On December 12, 1956, Nolan was released from the Clinton Comets. At the time, Nolan led the league in penalty minutes. Upon his release, Nolan was signed by the Johnstown Jets for whom he then appeared in only five playoff games before retiring.

==Acting career==
Nolan retired from hockey in 1956, but returned to Johnstown, Pennsylvania two decades later in a minor role for the movie Slap Shot.

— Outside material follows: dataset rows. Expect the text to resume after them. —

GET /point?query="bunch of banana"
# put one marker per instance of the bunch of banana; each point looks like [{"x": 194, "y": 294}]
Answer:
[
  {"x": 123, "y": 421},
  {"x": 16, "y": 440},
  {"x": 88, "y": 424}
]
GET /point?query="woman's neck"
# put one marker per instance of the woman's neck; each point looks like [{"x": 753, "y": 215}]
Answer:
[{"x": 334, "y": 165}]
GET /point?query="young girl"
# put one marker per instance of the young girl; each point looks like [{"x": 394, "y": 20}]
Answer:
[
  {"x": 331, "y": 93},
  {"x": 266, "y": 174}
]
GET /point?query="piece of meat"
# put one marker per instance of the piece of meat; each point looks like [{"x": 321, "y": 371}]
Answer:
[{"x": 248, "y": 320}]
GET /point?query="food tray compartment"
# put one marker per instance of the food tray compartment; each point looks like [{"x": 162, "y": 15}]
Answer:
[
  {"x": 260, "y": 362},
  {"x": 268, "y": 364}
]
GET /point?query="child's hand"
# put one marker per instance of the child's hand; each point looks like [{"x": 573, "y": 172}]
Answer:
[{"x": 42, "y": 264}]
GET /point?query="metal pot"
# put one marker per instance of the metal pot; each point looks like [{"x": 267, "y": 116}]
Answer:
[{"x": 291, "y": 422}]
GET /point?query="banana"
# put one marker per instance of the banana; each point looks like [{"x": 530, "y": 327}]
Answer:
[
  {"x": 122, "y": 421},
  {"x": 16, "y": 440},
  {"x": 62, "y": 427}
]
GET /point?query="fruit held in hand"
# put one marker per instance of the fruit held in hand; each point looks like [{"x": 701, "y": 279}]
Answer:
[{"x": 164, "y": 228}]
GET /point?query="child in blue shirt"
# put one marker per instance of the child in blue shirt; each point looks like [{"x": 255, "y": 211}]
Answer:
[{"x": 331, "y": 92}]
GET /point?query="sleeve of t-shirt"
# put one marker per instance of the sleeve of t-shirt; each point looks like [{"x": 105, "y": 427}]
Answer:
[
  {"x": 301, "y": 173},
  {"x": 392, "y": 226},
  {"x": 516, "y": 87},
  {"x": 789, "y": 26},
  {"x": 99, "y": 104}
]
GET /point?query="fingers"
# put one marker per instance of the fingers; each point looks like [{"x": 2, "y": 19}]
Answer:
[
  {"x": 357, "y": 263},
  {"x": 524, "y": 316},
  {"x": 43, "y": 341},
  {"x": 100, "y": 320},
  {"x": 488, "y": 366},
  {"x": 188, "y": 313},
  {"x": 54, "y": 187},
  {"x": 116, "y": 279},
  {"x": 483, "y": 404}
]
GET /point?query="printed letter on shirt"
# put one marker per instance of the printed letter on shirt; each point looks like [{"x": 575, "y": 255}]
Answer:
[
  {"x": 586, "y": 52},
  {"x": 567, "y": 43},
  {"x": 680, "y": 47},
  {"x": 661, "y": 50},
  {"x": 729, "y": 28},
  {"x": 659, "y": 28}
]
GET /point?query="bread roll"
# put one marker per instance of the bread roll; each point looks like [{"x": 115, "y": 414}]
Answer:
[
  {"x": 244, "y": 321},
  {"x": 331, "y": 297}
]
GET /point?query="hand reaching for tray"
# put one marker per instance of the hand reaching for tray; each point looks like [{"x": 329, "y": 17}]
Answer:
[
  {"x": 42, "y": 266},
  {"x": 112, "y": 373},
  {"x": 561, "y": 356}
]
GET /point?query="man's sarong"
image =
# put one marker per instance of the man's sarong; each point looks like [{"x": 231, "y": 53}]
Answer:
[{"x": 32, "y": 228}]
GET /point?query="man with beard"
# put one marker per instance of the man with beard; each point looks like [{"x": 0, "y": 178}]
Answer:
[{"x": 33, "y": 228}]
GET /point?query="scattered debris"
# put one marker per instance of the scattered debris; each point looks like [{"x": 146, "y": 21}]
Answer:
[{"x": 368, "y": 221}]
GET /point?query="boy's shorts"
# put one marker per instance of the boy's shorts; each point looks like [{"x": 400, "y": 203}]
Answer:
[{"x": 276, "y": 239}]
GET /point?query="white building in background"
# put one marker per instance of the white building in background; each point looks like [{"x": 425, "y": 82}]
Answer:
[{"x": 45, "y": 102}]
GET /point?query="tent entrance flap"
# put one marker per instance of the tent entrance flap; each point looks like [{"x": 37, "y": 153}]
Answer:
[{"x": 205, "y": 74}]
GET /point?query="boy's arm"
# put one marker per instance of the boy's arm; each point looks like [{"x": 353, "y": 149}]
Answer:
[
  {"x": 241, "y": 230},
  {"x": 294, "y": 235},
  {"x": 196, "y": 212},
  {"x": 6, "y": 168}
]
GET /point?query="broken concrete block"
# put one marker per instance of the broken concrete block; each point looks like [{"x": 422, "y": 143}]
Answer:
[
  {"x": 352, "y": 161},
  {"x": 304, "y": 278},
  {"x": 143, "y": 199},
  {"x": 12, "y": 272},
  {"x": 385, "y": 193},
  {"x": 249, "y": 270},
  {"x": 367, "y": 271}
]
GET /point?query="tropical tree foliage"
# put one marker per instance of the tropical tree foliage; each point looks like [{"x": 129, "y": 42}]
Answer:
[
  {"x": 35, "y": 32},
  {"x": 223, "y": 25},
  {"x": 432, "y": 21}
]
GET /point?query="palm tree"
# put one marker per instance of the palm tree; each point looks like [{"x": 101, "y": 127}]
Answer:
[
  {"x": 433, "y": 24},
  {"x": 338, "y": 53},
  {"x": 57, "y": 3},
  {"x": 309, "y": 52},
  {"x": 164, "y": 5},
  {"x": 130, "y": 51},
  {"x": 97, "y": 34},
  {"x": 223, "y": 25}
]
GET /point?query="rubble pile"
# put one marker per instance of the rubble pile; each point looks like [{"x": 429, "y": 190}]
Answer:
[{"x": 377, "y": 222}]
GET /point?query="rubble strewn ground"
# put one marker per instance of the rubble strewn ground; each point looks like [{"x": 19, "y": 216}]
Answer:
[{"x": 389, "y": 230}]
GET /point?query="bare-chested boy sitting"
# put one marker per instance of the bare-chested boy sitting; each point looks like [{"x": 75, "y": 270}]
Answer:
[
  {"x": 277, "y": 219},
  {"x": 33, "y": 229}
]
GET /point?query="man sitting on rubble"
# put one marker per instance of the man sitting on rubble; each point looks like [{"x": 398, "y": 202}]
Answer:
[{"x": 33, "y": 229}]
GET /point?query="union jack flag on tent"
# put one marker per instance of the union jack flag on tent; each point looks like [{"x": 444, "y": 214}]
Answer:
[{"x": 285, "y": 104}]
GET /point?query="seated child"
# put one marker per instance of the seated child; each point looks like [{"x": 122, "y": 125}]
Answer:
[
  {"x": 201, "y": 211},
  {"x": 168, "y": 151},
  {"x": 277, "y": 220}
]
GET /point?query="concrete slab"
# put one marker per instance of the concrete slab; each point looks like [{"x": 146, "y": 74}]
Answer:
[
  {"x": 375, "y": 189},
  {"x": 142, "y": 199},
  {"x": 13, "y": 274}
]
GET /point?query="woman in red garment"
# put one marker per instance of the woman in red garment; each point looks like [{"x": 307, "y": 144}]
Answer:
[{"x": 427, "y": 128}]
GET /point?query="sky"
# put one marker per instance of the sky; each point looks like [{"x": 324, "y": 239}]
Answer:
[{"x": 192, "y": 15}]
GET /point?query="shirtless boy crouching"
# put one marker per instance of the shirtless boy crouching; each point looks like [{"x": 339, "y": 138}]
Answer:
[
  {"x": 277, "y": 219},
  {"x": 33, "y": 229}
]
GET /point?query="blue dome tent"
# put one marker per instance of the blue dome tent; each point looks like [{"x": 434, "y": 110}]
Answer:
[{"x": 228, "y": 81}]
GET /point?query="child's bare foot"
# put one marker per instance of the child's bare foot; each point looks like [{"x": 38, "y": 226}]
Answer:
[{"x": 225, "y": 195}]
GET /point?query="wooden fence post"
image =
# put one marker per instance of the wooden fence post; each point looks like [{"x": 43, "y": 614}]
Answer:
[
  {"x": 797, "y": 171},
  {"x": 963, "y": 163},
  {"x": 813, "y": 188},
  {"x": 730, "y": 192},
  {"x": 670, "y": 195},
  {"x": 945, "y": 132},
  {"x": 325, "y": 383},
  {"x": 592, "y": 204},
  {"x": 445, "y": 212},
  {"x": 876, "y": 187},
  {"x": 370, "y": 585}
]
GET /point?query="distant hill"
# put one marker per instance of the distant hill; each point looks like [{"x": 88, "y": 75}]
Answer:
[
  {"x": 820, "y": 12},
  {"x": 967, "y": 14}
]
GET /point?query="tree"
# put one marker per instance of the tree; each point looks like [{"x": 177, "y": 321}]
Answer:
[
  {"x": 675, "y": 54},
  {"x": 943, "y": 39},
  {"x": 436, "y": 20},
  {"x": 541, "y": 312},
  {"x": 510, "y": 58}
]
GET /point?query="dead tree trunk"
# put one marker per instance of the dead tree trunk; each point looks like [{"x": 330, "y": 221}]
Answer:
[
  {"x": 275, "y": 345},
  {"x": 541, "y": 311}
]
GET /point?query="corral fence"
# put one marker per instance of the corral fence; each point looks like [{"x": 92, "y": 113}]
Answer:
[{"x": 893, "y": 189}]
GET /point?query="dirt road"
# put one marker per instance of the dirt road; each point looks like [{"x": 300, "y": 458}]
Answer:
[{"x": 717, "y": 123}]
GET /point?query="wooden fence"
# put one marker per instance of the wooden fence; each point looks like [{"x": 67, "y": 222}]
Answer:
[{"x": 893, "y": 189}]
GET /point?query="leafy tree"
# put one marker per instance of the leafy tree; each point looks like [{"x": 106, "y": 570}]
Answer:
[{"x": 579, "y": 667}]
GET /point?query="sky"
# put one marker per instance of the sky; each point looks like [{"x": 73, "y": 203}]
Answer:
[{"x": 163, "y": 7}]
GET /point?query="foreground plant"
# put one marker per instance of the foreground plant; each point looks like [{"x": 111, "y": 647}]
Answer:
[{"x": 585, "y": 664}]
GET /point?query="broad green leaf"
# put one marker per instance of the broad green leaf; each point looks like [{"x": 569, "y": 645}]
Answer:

"Here's a name for you nostalgia fans: Clarence "Screaming Buffalo" Swamptown. I'll never forget an exclusive interview in which Swamptown revealed that he calls his hockey stick the 'Big Tomahawk,' and he usually refers to the opposing players as 'the little scalps.'"
— Jim Carr, Charlestown Chiefs play-by-play announcer describing Clarence Swamptown, the character that was played by Joe Nolan in Slap Shot

Nolan assumed the role of Clarence "Screaming Buffalo" Swamptown, a player who Chiefs players thought "was suspended forever" until he was introduced at the Federal League championship game. In real life, Nolan was not suspended for life - or at all - due to misconduct. Some of the promotional material for Slap Shot, specifically statements made by the Carlson brothers and Dave Hanson, suggested that Nolan had been banned for life from pro hockey "for some reason." Nolan was investigated for gambling, but was not suspended. If he had been suspended for life as the promotional material stated, he would have been ineligible to work as an official, which he did for a number of years after his retirement.

==Personal==
Nolan was a full-blooded Ojibwa Indian. He came from a large family of four brothers and five sisters, the son of Clement and Veronica Nolan.

Upon retiring from the EHL, Nolan returned to Clinton, New York to reside, but eventually came back to the Eastern Hockey League as a linesman who was respected by players. Nolan continued to reside there until his death in 1986.